Ian D. Leader-Elliott (University of Adelaide) has posted A Critical Reading of R.A Duff, 'Answering for Crime' on SSRN. Here is the abstract:
Answering for Crime is an essay in rational reconstruction of the substantive criminal law. It takes the presumption of innocence as the central guiding principle for the reconstructive project. The proposed reconstruction is based on principles drawn from the law of offences against the person, in particular, rape and murder.
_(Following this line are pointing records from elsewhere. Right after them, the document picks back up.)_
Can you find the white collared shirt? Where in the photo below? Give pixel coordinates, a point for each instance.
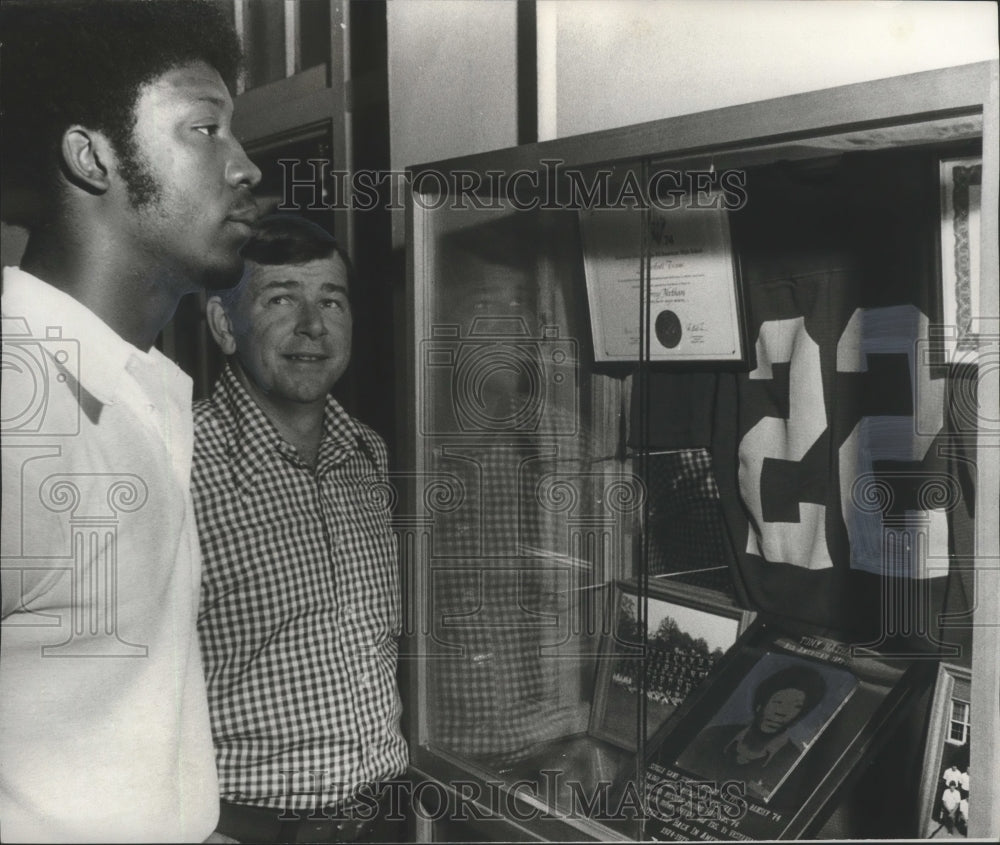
(104, 730)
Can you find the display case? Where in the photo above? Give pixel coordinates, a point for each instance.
(696, 403)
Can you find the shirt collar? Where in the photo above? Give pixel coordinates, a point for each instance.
(254, 438)
(42, 311)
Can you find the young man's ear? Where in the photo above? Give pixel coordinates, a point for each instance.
(220, 325)
(87, 158)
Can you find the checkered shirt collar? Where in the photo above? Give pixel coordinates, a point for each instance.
(253, 438)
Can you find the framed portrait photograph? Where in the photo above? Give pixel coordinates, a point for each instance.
(765, 744)
(769, 722)
(686, 635)
(944, 791)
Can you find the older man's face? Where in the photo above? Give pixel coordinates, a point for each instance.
(292, 328)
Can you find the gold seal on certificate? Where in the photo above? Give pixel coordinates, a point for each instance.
(683, 264)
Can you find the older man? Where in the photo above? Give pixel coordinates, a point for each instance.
(300, 606)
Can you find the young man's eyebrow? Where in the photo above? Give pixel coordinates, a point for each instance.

Professor Duff opposes tendencies to unprincipled legislative pragmatism with a normative theory that would require each criminal offence to proscribe an identifiable public wrong, before a citizen could be required to answer to a court for the offence. The normative theory turns on the distinction between the citizens' obligation to a court, when the prosecution must make out its case for conviction by establishing the commission of a public wrong, and the citizens' obligation to answer for an offence, by way of justification or excuse, once the public wrong has been been established. Exceptions would be possible, but they would be infrequent and they would require justification consistant with the normative theory. This review questions the normative significance of the divide between offence and defence, and questions as well the adequacy of the foundations for the reconstruction. The criminal law is more varied and various in its sources, structure and principles of development than Answering for Crime allows.